Bram Stoker conceived vampires as stand-ins for the landlords that collected food from Irish people as rent during famine times. The vampire's immortality, super powers and suave are all metaphor for the omnipotence that a little administrator holed away in his mansion can have when yielding money and status to bolster his mere human frame against the hordes of human livestock he keeps on his fields to toil and provide income. The great man in the big house profiting on rents pulled from famine victims was ripe to be remade into the vampire of Stoker's imagination. That satire has not been lost in the modern retellings.

Vampirism or exploitation was resisted by what the landlord poet Edmund Spenser called the wylde Irish wolves. Native resistance to foreign exploitation was defamed by the greatest poets of the administration as being uncivil and primitive. The vampire is a somewhat solitary reptilian creature, ruling over human sheep. Only the proud among the human animals stand up to the vampire, and so are perceived as being descended from ferocious pack animals. Or so it is told in Twilight.

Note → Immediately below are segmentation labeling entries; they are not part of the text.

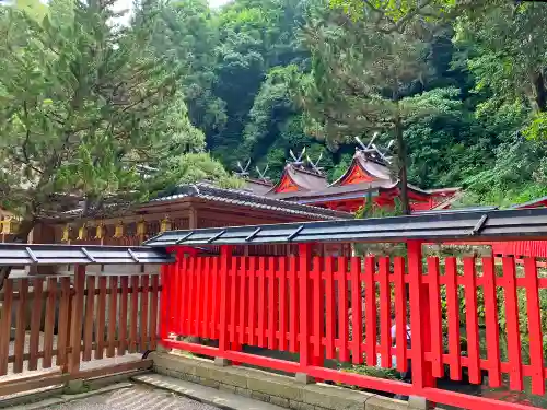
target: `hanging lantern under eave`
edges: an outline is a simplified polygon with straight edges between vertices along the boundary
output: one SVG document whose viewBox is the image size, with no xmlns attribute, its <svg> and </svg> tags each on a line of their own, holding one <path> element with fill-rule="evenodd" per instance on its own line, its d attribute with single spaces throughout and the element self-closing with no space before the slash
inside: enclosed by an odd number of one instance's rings
<svg viewBox="0 0 547 410">
<path fill-rule="evenodd" d="M 61 242 L 69 242 L 70 241 L 70 225 L 67 224 L 65 225 L 65 227 L 62 229 L 62 236 L 61 236 Z"/>
<path fill-rule="evenodd" d="M 167 215 L 162 220 L 160 224 L 160 232 L 166 232 L 166 231 L 171 231 L 171 220 Z"/>
<path fill-rule="evenodd" d="M 95 239 L 104 238 L 104 223 L 101 222 L 95 229 Z"/>
<path fill-rule="evenodd" d="M 85 241 L 88 238 L 88 227 L 85 226 L 85 223 L 80 226 L 78 230 L 78 241 Z"/>
<path fill-rule="evenodd" d="M 11 234 L 11 220 L 4 219 L 0 221 L 0 227 L 1 227 L 0 233 L 2 233 L 2 235 Z"/>
<path fill-rule="evenodd" d="M 114 229 L 114 237 L 116 239 L 124 237 L 124 222 L 119 221 L 116 227 Z"/>
<path fill-rule="evenodd" d="M 137 223 L 137 236 L 143 237 L 147 234 L 147 222 L 141 219 L 139 223 Z"/>
</svg>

Twilight's werewolves are not the Irish rebels of Edmund Spenser's nightmares, but members of a reworked indigenous northwest American tribe called the Quileute. In Twilight, these wolf-people have come to a truce with the animal-meat eating vampires, including the Coen family and the high school aged son, who is the hero of this mythological tale on TV.

Our hero promises despite the psychotic impulse otherwise not to drink blood and not to eat people anymore.

The aristocratic quality of these bi-pedal leaches is explained by Robert Pattinson who plays the hero vampire when he stands in the sun to show us something to illustrate how much more special vampires are than human beings. Like a movie star in papparazzi flashes, or like a princess bejewelled, Robert Pattinson as vampire reveals himself to our human damsel. He stands in the sun despite the diktat against it, and shows her that his skin is not mere human skin, but diamond-skin!? In the sun-light the vampire we are told shines bright like a fallen angel each skin cell glistening with the immortal permanence of diamonds.

In Twilight, the vampire's immortality and splendid beauty is materialized in the symbol of wealth, the diamond, resplendent like a fallen angel of enormous intoxicating power and alluring privilege.

The movie sells the redeemed vampire as a kind of animal-only environmentalist that although chomping at the bit to murder people and take their livelihoods, are really hot and can do cool stuff like gods.

The damsel in distress is the human high school outcast--the deep thinker--the one maybe capable of seeing things from a higher perspective than the others in school. It's she who falls in love with the aristocratic vampire, for it is this murder-lusting hero to whom she would offer her very humanity. She is in fact eager to betray her humanity and get bitten by the vampire so that she can become another parasite.